Ci spieghi meglio...

“Questo aspetto è stato approfondito e studiato anche grazie ai registri nazionali o internazionali, il più ricco dei quali è stato promosso dalla nostra società scientifica e ha sede a Milano presso l’Istituto Neurologico Besta: si chiama eurap. Questo archivio ha raccolto una valutazione prospettica di oltre 30.000 gravidanze di donne che assumevano farmaci antiepilettici. Grazie all’elaborazione di questi dati oggi è possibile rassicurare le donne affette sui rischi malformativi in maniera oggettiva confermando che esse hanno una buona probabilità di partorire figli sani”.

(foto da google)
(foto da google)
(foto da google)

In vista del parto ci sono eventuali aspetti da approfondire con il proprio ginecologo?

“Il parto può essere affrontato per via naturale con l’eventuale sostegno della analgesia peridurale, salvo non vi siano controindicazioni ginecologiche o ci siano state crisi durante la gravidanza”.

E durante l’allattamento? 

“La donna può allattare sotto sorveglianza del neonatologo che sconsiglierà tale pratica di alto valore biologico e psicologico solo se il neonato dovesse manifestare sintomi di un effetto del/dei farmaci assunti”.

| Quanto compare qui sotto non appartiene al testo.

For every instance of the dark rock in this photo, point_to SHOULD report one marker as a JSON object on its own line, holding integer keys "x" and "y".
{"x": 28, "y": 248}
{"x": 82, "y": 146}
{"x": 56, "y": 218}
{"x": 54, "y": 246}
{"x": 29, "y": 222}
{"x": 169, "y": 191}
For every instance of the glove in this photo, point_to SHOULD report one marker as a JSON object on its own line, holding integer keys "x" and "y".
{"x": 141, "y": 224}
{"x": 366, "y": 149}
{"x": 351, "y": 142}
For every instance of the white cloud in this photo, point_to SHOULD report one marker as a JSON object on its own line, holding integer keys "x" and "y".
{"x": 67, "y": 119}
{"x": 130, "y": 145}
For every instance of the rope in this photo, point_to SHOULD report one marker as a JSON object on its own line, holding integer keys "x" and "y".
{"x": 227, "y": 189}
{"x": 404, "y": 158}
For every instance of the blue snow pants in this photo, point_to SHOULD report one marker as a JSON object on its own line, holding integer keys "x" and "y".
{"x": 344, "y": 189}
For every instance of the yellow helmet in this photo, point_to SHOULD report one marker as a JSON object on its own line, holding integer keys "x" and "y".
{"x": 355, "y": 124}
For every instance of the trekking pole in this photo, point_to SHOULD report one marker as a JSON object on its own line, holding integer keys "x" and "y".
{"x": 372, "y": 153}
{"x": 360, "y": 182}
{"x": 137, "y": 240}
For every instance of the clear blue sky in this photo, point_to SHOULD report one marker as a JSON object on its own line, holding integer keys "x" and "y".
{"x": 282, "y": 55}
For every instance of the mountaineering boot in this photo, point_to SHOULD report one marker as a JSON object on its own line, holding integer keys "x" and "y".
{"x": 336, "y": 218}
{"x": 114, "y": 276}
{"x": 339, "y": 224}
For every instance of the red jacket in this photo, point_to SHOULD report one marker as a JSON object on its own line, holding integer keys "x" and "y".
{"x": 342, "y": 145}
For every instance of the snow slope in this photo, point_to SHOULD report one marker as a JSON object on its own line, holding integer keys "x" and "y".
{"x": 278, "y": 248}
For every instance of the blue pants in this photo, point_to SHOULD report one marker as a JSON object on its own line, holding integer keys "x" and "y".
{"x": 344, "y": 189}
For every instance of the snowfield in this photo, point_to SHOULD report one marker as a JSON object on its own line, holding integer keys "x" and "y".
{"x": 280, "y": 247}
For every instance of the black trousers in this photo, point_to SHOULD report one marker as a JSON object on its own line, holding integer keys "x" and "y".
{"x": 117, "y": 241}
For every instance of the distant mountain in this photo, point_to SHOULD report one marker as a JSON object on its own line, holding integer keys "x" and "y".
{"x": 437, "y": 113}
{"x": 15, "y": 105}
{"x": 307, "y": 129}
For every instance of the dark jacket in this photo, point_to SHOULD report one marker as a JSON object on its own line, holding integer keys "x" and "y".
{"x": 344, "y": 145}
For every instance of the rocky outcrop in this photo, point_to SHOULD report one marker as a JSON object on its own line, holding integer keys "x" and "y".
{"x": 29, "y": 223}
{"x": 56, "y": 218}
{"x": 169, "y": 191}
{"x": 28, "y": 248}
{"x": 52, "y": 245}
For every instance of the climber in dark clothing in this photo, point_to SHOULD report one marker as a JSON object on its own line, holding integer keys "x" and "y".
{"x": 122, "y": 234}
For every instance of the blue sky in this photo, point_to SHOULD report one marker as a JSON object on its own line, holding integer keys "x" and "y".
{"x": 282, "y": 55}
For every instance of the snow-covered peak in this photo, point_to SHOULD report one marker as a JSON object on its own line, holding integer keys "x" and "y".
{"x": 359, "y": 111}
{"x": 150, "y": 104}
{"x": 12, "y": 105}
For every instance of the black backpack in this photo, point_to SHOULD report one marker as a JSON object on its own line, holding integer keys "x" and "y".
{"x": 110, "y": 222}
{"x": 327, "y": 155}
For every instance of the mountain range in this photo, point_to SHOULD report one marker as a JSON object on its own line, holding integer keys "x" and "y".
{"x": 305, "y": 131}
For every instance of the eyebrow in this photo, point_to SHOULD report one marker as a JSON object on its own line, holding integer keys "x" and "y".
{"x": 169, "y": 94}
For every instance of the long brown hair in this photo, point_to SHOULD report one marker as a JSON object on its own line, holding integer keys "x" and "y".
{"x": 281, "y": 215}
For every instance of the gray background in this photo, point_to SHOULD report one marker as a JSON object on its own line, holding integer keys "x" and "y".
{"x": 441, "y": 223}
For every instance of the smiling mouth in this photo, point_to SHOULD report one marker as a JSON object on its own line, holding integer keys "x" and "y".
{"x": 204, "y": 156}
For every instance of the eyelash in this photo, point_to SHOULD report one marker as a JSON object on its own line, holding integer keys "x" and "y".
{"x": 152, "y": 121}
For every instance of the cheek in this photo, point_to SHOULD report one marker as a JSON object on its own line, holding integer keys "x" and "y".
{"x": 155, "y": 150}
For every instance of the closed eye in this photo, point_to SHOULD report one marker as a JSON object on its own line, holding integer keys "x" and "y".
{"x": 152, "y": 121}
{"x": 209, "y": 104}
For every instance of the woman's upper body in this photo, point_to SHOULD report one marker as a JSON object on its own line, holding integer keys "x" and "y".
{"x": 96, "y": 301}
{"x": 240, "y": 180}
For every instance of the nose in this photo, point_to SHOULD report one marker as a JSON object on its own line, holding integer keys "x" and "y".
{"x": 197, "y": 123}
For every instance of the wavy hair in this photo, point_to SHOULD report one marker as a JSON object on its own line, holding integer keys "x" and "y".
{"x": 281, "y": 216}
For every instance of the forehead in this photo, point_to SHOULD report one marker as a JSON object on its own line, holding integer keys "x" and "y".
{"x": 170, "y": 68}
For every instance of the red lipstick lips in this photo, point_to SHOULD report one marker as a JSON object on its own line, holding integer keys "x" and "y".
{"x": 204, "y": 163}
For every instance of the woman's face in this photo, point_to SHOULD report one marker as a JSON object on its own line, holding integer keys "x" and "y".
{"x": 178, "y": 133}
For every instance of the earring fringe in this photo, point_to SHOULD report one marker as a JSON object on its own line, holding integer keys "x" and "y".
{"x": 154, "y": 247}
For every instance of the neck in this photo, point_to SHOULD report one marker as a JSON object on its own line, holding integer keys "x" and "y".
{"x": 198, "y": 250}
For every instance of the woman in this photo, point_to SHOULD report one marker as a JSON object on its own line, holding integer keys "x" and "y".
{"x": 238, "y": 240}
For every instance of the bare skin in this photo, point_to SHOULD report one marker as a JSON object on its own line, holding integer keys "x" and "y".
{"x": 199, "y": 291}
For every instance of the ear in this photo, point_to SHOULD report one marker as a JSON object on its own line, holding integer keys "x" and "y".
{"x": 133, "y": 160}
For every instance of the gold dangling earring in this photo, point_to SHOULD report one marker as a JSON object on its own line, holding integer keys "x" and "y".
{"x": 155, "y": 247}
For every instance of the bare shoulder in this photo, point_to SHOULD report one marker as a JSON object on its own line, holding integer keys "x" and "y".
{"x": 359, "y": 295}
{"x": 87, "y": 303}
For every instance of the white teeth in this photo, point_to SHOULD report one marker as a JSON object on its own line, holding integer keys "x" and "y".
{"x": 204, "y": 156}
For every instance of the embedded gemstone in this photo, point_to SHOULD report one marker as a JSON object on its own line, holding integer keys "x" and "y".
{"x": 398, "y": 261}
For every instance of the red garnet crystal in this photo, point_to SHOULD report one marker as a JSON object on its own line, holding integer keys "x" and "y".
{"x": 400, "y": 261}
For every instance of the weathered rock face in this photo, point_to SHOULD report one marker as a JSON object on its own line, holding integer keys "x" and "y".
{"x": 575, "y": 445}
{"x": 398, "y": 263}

Quale è la probabilità di trasmettere la malattia ai figli?

“Nella realtà è ormai assodato che in un paese come l’Italia quasi il 90% delle donne affette da epilessia partorisce figli sani. Certo è importante una corretta assistenza della donna in un’ottica interdisciplinare. Nella vita quotidiana il Neurologo, il Ginecologo e il Neonatologo (le tre figure che aiutano la donna ad affrontare la gravidanza, parto e nascituro) si parlano di rado o solo in concomitanza di casi complessi o rischiosi. È invece importante nei mesi di gestazione e nei primi mesi di vita del bambino un dialogo e un confronto costanti”.